Hmm, they're classifying SSD as flash only. Perhaps that's the case but I was thinking along the lines of Texas Memory's RAMSAN. Battery backed DRAM, much like Netapp NVRAM. I don't think flash mem gets anywhere near 1M IOPS...
Netapp supports the TM RAMSAN. Or will with an PVR.

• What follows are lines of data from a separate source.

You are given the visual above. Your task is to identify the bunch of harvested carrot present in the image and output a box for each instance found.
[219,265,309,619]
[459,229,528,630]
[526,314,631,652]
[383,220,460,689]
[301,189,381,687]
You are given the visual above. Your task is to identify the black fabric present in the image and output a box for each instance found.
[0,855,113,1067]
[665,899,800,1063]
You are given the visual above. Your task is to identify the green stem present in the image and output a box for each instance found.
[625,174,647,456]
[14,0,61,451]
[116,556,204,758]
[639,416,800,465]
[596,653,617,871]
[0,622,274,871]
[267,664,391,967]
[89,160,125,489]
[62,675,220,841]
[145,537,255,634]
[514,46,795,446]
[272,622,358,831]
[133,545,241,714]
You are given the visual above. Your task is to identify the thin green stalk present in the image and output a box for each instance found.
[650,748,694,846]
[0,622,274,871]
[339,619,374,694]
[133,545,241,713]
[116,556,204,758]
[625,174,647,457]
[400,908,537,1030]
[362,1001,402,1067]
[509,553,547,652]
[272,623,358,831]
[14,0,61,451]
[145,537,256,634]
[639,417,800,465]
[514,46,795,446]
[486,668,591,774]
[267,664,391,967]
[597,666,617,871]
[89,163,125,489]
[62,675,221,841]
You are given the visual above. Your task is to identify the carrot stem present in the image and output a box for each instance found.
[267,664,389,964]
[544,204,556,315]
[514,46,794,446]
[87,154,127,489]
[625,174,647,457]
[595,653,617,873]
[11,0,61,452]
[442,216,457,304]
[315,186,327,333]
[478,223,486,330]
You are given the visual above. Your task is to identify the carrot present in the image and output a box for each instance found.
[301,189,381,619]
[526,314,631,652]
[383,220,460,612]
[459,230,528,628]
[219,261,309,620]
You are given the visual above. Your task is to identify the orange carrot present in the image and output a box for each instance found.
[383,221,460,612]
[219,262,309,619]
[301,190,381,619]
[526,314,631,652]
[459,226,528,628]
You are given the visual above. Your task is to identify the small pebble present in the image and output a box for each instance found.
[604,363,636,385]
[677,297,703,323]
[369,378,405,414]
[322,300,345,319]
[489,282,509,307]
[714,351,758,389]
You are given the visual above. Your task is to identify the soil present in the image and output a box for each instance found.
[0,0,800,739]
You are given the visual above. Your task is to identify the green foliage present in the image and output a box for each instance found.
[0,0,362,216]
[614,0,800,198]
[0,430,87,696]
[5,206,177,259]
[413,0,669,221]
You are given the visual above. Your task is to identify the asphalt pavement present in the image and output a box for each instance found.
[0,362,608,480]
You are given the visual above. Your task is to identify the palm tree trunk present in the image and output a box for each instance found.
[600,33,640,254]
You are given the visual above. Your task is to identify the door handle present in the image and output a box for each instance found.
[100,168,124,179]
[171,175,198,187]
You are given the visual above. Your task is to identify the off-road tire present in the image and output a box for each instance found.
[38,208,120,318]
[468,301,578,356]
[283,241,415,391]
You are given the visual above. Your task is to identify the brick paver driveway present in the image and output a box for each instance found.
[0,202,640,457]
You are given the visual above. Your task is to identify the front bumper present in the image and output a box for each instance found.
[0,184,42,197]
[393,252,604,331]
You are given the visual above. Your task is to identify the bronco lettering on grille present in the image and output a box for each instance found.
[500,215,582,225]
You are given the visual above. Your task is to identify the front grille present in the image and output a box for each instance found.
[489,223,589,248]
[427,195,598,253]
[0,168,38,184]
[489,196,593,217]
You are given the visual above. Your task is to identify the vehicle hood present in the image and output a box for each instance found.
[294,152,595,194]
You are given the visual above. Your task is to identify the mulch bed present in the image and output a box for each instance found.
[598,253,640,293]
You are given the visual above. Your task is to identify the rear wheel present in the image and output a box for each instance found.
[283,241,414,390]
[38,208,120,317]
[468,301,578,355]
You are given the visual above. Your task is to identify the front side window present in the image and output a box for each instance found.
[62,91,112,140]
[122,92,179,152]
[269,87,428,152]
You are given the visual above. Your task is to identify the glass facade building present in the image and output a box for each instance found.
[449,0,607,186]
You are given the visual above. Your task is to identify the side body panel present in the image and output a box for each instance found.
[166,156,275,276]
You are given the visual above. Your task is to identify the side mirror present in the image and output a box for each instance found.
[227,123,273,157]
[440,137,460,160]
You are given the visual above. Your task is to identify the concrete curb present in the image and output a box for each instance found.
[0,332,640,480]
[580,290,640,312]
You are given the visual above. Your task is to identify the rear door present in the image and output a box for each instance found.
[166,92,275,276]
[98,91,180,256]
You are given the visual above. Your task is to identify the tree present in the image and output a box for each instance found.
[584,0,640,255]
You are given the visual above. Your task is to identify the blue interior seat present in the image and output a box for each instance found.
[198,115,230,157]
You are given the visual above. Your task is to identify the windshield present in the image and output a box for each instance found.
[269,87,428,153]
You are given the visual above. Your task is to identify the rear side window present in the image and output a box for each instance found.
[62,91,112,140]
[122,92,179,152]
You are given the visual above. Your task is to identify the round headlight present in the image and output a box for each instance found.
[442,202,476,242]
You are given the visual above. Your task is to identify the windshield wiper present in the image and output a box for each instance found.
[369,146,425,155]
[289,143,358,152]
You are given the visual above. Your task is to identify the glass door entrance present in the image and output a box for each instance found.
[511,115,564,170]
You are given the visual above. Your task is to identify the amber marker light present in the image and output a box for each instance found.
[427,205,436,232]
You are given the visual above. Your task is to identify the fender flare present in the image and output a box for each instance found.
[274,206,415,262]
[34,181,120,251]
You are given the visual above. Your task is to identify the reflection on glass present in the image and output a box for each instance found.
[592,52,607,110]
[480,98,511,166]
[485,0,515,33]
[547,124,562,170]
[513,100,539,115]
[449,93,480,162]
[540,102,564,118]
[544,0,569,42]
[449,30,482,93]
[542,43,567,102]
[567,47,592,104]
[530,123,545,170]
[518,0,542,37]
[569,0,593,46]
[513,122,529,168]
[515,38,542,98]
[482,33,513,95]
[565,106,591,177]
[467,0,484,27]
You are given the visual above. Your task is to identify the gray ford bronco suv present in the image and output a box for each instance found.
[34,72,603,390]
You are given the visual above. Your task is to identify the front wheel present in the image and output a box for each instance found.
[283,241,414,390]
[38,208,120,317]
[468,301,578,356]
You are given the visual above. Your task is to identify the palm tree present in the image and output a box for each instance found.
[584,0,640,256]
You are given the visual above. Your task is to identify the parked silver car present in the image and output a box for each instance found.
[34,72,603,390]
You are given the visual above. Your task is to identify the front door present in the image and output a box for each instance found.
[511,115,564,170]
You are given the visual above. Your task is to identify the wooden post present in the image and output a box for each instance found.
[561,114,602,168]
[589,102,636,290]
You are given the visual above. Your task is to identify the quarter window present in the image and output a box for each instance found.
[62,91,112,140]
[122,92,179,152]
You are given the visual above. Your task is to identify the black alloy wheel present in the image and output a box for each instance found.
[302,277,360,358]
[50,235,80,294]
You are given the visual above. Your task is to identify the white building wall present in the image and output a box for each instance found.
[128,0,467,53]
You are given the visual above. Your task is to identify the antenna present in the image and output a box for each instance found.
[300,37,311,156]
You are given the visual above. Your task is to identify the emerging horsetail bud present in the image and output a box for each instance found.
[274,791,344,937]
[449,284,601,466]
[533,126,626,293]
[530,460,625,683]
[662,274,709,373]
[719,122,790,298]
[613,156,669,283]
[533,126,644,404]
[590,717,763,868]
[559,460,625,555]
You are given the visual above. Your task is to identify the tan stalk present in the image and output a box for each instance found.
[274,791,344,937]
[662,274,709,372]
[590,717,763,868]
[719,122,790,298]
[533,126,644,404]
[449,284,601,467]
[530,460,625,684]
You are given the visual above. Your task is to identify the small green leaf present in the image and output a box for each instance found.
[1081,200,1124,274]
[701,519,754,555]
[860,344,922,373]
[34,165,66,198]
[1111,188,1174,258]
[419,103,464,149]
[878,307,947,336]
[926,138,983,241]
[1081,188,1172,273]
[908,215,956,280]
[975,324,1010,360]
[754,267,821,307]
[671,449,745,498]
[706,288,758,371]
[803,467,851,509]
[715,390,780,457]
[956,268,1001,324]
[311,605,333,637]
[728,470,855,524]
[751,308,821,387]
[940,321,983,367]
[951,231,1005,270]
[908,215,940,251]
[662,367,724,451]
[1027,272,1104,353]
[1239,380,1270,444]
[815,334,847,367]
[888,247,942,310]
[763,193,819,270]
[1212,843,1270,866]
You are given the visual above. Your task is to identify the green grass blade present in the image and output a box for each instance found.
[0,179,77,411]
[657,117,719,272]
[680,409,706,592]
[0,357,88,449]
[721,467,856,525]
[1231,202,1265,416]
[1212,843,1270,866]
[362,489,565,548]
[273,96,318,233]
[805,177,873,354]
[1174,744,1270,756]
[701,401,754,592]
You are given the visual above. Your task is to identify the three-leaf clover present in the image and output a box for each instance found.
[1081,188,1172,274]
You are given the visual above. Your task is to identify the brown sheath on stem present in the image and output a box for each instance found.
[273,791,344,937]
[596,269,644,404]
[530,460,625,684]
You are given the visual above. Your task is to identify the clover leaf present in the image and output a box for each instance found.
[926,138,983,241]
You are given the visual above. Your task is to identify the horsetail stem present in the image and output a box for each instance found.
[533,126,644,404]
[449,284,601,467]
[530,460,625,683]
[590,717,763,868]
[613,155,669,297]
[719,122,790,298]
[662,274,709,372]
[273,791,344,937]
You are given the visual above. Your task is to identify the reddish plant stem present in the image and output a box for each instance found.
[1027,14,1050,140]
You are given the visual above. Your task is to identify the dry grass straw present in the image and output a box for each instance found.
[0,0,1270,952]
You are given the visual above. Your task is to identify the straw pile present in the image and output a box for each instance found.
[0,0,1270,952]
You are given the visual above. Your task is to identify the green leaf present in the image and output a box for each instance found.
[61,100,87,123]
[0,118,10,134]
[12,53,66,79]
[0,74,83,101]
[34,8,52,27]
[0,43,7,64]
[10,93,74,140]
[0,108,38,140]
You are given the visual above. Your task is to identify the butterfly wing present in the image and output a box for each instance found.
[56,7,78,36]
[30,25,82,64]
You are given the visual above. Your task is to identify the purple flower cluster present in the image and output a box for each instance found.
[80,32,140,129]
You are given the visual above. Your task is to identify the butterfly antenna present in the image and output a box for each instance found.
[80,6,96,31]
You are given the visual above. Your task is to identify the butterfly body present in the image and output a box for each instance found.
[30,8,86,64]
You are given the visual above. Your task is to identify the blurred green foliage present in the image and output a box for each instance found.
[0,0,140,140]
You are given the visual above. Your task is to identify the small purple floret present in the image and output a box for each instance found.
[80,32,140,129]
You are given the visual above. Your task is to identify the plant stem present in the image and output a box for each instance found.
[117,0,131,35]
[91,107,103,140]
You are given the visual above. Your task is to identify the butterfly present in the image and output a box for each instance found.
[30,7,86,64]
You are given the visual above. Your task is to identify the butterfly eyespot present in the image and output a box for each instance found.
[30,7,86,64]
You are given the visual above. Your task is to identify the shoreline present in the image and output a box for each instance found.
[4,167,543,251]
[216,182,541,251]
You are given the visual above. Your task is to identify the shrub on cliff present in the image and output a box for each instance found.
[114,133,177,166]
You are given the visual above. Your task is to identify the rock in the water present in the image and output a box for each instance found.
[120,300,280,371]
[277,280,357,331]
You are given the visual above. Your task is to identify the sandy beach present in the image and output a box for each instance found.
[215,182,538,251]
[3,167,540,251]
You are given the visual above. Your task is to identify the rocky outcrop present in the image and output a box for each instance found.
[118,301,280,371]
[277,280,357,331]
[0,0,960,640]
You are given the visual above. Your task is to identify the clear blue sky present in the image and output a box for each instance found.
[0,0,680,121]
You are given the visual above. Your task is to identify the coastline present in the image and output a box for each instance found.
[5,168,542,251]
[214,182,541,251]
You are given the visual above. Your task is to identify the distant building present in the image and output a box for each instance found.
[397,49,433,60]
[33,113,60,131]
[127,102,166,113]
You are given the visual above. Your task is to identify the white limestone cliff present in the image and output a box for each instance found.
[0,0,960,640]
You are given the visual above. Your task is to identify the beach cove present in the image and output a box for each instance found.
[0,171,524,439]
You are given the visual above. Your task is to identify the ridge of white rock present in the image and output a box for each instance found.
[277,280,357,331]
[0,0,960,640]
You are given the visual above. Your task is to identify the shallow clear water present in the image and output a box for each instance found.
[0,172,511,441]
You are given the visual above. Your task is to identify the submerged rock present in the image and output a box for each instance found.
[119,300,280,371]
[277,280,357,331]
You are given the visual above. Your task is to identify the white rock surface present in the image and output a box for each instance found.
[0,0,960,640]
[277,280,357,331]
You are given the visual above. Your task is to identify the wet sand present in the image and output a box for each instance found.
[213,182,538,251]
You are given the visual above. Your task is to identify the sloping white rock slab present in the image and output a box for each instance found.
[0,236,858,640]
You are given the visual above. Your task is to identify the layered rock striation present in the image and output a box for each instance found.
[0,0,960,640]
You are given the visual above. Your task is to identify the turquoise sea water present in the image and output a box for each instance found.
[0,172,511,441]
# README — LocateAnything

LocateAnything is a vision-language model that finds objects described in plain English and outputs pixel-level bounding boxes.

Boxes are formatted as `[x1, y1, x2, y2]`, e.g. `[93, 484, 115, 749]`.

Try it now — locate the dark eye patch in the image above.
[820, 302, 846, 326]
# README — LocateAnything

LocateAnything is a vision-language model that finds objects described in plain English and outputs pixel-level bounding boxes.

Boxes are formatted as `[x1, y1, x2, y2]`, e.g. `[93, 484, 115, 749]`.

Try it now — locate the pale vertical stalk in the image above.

Jeff Kennedy Qualcomm, Incorporated QCT Engineering Compute 858-651-6592
-----Original Message----- From: Sandeep Cariapa [mailto:cariapa@yahoo.com] Sent: Thursday, February 12, 2009 9:57 PM To: Milazzo Giacomo; toasters@mathworks.com; Kennedy, Jeffrey Subject: RE: SSD. What's about?
It depends though:
http://www.linux.com/feature/142657
I don't have hands on experience with SSD, but thought that was an eye opening article...theres a time and place for SSD it seems: seek heavy ops (boot disk, DB index) are excellent, seq: not so good.
Sandeep Cariapa
--- On Thu, 2/12/09, Kennedy, Jeffrey jkennedy@qualcomm.com wrote:
From: Kennedy, Jeffrey jkennedy@qualcomm.com Subject: RE: SSD. What's about? To: "Milazzo Giacomo" G.Milazzo@sinergy.it,
"toasters@mathworks.com" toasters@mathworks.com
Date: Thursday, February 12, 2009, 12:35 PM What's it all about? Performance. Blazing fast performance.
Think about it like this. An SSD volume can provide ~1M IOPS and come in sizes of up to 1TB, maybe larger since I last looked. Add in Flexshare and you can basically stop time.
Jeff Kennedy Qualcomm, Incorporated QCT Engineering Compute 858-651-6592
From: owner-toasters@mathworks.com [mailto:owner-toasters@mathworks.com] On Behalf Of Milazzo Giacomo Sent: Thursday, February 12, 2009 1:08 AM To: toasters@mathworks.com Subject: SSD. What's about?
Hi all,
there are a lot of rumors about Solid State Drives...or SS Disks...alfo if there are no 'disks' at all inside :) I've read some docs from NetApp and other SSD vendors. NetApp says they support them in vFiler (so that, as native disks also? considering that vFiler nowadays can work in mixed mode) but there aren't tech specs, availability, configurator does not provide them... So, what's about all this?